Staging Multiple Myeloma | Maryland Oncology Hematology Staging Multiple Myeloma – Maryland Oncology Hematology

Staging Multiple Myeloma

Staging Multiple Myeloma

If you are diagnosed with multiple myeloma, your doctor must determine the extent — or stage — of the disease in order to formulate the best treatment plan. The stage takes into account whether the cancer is causing problems with your bones or kidneys. Staging multiple myeloma usually involves having more tests and these can include:

  • Blood tests: For correct staging of the disease, the doctor considers the results of various blood tests, including the levels of serum albumin and beta-2 microglobulin (β2-M). Other tests that may be necessary include measuring your platelet count and kidney function.
  • CT scan: An X-ray machine that is linked to a computer takes a series of detailed pictures of your bones. This test is painless and takes less than an hour.
  • MRI: A powerful magnet linked to a computer is used to make detailed pictures of your bones. This test is also pain-free and generally takes about an hour.

Patients with multiple myeloma may not experience symptoms. These patients are often in the earlier stages of the disease and may be one of the following stages:

  • Smoldering: This stage is the earliest one for this disease, and generally you will show no symptoms, such as bone damage. Often, your oncologist or hematologist will simply keep a close watch on you, since the disease may not worsen for months or years. They may suggest a therapy that will slow the growth of the cancer cells. Generally, more testing is done every three months to monitor the development of bone lesions and reduction of kidney function.
  • Stage I: β2-M less than 3.5 mg/L with a serum albumin of 3.5 g/dL or more. Your oncologist may choose to monitor the disease if there are no symptoms. Once symptoms are evident, treatment for multiple myeloma is likely to begin.
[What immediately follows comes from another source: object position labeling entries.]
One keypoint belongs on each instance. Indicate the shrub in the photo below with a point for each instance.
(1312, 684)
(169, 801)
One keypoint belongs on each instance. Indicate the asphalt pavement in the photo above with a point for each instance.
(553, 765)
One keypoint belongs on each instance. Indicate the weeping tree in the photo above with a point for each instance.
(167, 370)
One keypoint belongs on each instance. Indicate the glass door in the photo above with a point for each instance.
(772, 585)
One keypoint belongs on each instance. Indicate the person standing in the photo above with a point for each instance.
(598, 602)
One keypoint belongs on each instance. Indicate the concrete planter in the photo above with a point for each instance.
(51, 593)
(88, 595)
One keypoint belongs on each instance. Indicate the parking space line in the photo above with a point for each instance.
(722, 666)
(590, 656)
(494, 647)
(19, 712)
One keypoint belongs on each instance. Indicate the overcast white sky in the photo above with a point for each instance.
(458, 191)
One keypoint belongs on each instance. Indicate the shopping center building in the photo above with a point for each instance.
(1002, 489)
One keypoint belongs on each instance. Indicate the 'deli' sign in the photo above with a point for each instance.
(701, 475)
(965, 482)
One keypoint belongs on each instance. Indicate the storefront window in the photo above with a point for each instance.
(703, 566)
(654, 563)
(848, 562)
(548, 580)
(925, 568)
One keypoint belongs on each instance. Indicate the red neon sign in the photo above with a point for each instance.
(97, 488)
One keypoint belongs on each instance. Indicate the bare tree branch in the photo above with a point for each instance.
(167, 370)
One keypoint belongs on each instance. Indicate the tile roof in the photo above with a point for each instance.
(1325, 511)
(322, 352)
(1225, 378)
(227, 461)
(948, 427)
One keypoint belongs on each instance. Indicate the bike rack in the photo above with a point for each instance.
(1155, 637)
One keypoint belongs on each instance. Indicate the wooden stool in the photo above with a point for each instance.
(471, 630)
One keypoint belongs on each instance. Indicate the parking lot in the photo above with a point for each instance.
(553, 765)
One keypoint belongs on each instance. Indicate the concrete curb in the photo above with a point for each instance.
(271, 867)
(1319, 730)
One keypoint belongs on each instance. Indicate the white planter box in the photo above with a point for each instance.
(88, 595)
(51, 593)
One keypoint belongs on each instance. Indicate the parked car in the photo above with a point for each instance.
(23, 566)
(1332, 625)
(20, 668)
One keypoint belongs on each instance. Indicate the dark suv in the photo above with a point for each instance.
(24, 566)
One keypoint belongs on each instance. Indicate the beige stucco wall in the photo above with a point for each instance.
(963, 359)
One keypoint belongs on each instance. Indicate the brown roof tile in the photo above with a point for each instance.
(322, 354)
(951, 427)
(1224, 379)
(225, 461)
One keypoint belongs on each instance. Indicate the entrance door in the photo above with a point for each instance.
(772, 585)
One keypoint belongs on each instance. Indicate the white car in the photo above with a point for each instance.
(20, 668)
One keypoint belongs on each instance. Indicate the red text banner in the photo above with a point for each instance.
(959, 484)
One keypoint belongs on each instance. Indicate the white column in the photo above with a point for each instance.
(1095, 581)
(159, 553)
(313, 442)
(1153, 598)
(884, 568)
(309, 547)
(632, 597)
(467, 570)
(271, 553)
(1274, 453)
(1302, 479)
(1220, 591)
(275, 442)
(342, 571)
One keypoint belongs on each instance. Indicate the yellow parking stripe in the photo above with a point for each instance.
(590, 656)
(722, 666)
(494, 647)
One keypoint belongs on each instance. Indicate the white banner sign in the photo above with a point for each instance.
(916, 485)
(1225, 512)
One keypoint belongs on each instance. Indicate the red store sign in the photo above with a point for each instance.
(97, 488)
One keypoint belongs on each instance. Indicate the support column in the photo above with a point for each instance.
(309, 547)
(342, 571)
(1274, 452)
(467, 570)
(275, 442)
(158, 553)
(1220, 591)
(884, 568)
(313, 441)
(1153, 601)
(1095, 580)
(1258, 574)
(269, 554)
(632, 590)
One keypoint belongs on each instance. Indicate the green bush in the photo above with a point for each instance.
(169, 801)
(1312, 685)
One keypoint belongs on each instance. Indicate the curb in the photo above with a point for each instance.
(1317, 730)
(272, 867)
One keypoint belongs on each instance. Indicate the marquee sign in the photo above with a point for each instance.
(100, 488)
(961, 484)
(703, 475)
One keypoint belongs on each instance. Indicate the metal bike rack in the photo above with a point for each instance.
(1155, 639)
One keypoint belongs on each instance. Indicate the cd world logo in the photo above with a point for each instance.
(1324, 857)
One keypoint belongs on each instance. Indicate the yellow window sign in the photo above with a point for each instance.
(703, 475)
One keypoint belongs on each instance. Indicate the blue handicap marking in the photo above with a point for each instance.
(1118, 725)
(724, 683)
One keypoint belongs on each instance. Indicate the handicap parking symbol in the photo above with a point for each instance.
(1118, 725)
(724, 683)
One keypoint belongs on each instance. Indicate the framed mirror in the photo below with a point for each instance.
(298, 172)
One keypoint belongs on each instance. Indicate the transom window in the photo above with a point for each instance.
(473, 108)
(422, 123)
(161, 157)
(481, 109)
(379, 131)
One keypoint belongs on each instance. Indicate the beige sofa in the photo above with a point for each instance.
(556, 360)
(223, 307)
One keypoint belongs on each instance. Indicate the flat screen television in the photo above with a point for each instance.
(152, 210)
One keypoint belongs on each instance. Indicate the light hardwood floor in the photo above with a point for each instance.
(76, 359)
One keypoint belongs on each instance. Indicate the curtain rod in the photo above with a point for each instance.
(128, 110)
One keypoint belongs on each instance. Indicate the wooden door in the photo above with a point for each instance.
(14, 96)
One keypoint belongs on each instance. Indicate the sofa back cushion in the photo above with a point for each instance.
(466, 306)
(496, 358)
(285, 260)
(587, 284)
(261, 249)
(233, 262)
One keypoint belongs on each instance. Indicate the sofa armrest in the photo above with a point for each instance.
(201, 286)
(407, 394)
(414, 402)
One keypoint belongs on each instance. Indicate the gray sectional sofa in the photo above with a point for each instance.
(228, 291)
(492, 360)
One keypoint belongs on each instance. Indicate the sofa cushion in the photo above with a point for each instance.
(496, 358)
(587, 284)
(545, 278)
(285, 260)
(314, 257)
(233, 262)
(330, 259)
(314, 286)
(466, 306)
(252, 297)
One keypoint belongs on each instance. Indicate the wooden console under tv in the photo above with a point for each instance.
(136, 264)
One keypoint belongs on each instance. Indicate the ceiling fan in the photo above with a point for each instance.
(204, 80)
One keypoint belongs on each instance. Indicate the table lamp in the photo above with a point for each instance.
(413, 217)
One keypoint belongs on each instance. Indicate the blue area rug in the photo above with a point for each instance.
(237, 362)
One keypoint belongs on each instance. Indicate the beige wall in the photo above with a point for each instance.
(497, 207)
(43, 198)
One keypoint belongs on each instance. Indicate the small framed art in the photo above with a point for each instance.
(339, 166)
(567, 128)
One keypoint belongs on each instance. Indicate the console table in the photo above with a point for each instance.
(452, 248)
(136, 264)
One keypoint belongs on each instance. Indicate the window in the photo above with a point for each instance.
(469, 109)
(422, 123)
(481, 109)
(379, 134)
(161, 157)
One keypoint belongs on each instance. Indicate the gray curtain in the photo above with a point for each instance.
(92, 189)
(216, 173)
Patients who experience multiple myeloma symptoms typically have them in one or more of the following ways:

  1. Calcium levels are increased – This is defined as a serum calcium level is greater than 0.25 mmol/L above the upper limit of normal or a level that is greater than 2.75 mmol/L.
  2. Renal problems (kidneys) – Creatinine is greater than 173 mmol/L.
  3. Anemia – A low hemoglobin level, which is 2 g/dL below the lower limit of normal or a hemoglobin level that is less than 10 g/dL.
  4. Bone lesions include:
    • lytic lesions (areas of bone damage)
    • osteoporosis (thinning of the bones)
    • compression fracture of the spine
  • Stage II: Either of these two test results:
    • β2-M between 3.5 mg/L and 5.5 mg/dL
    • Albumin is less than 3.5 g/dL
  • Stage III: β2-M is greater than 5.5 mg/L.